There is also a clear majority when it comes to religious adherence: according to the 2010 census, 87.2 percent are Muslim, 9.9 percent Christian—one-third of them Catholics—1.7 percent Hindus and 0.7 percent Buddhists.
In fact, Indonesia is the largest Muslim nation in the world! Thus far, the country has also been an example of Muslim moderation. According to Jesuit Father Franz Magnis-Suseno, a philosopher, Indonesia is "probably the only country with an Islamic majority in which Muslims can be baptized."
The constitution of the Republic of Indonesia guarantees religious freedom. The officially recognized religions are Islam, Christianity (Protestantism and Catholicism), Hinduism, Buddhism and Confucianism.
Father Magnis-Suseno—born in Silesia in 1936, he4 has lived in Indonesia since 1961 and in 1977 took on the Indonesian nationality—recently told international Catholic charity Aid to the Church in Need: "In Indonesia Islam varies quite considerably in its intensity and orientation. There are extreme forms, but mainstream Islam tends to be moderate and pluralistic; in other words it is recognizes that other religions exist in the country."
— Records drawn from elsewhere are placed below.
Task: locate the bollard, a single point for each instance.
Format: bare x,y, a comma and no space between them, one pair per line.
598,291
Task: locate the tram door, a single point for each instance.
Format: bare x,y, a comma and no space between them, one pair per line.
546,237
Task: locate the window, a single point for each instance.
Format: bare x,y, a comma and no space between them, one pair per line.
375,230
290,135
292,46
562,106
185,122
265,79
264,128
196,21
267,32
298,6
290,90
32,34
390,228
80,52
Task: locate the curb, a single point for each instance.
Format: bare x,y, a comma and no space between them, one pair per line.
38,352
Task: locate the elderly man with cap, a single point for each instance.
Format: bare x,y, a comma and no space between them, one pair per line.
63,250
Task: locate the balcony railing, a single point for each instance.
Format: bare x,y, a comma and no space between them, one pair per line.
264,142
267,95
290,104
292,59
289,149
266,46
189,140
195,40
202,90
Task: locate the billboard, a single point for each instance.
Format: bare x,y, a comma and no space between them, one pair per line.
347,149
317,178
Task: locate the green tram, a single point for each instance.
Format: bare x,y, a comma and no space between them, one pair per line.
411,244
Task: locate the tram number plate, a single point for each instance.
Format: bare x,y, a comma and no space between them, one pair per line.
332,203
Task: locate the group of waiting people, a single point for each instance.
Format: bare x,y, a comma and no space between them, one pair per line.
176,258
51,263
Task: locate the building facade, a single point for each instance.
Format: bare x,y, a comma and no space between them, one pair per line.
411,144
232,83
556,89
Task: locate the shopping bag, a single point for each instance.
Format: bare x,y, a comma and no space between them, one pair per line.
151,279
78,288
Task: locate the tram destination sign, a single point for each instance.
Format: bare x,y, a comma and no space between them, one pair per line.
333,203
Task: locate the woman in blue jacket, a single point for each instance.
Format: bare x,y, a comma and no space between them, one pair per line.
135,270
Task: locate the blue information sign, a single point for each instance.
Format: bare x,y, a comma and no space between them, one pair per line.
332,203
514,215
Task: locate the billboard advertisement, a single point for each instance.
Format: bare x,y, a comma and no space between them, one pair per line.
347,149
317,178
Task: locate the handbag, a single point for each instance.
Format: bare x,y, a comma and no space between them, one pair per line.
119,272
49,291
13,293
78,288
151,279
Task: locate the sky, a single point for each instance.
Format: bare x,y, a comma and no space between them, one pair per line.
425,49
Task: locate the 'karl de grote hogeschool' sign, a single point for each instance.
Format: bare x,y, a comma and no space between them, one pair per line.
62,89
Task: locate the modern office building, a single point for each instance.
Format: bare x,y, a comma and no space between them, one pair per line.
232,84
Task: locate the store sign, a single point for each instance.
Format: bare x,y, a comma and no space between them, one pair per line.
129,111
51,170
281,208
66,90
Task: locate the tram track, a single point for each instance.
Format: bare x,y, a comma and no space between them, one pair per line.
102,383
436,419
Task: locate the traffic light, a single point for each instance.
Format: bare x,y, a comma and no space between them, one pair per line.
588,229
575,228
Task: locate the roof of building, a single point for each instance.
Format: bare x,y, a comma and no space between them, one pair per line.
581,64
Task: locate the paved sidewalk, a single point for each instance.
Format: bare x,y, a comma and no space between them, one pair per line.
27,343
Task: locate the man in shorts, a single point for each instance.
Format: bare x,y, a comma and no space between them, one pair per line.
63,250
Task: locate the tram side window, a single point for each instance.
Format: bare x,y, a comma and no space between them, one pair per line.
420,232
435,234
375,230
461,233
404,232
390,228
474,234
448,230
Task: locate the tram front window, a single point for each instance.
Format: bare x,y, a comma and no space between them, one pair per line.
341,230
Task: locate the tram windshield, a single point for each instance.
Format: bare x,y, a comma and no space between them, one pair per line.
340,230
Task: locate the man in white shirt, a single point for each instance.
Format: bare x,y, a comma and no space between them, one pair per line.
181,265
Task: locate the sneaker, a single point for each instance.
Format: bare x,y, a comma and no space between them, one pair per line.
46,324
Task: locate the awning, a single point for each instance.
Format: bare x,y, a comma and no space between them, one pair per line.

The Jesuit believes that making a constant effort to maintain good relations with moderate Muslims is absolutely essential for Indonesia's 25 million Christians: "When you want to build a church, good neighborliness is just as important as it is in critical situation. In my estimation, Catholics enjoy better relations with Muslims than Christians of other denominations because we are ethnically more diverse and hence rooted in the locality.
“But it's necessary to work actively to establish good relations with Muslim personalities. I am always saying to our pastors, ‘devote at least 10 percent of your time to getting into conversation with your Muslim neighbors."
The number of Catholics, which the Jesuit estimates at 8 million, is growing, he claims, as is the number of Catholic priests: "The churches are full and the quality of the indigenous clergy is high." The reasons for this is, among other things, the comprehensive training which Catholic colleges offer in Indonesia—institutions that also welcome Muslim students.
Magnis-Suseno, who has himself taught philosophy and other subjects, said: "In philosophy, in the Master's and doctorate program at the 'Driyarkara School of Philosophy' in Jakarta, about a quarter of the students are Muslims. For them—as for Catholics—the principle applies that someone who wishes to be religious is also allowed to think. The idea is to dispel fears, ask questions and then answer them. For many Muslims, this approach is a liberating experience and it leads to an open Islam."
The country’s future as a democracy also looks bright. Father Magnis-Suseno praised Indonesia's democratic development since the resignation of the long-standing dictator Suharto in May 1998 as "a really great achievement.” In July 2014 Joko Wikodo, after a tough election battle, was elected president. Magnis-Suseno described him as "a Javanese moderate Muslim who does not hail from the old elites and is seen as a man of the people.”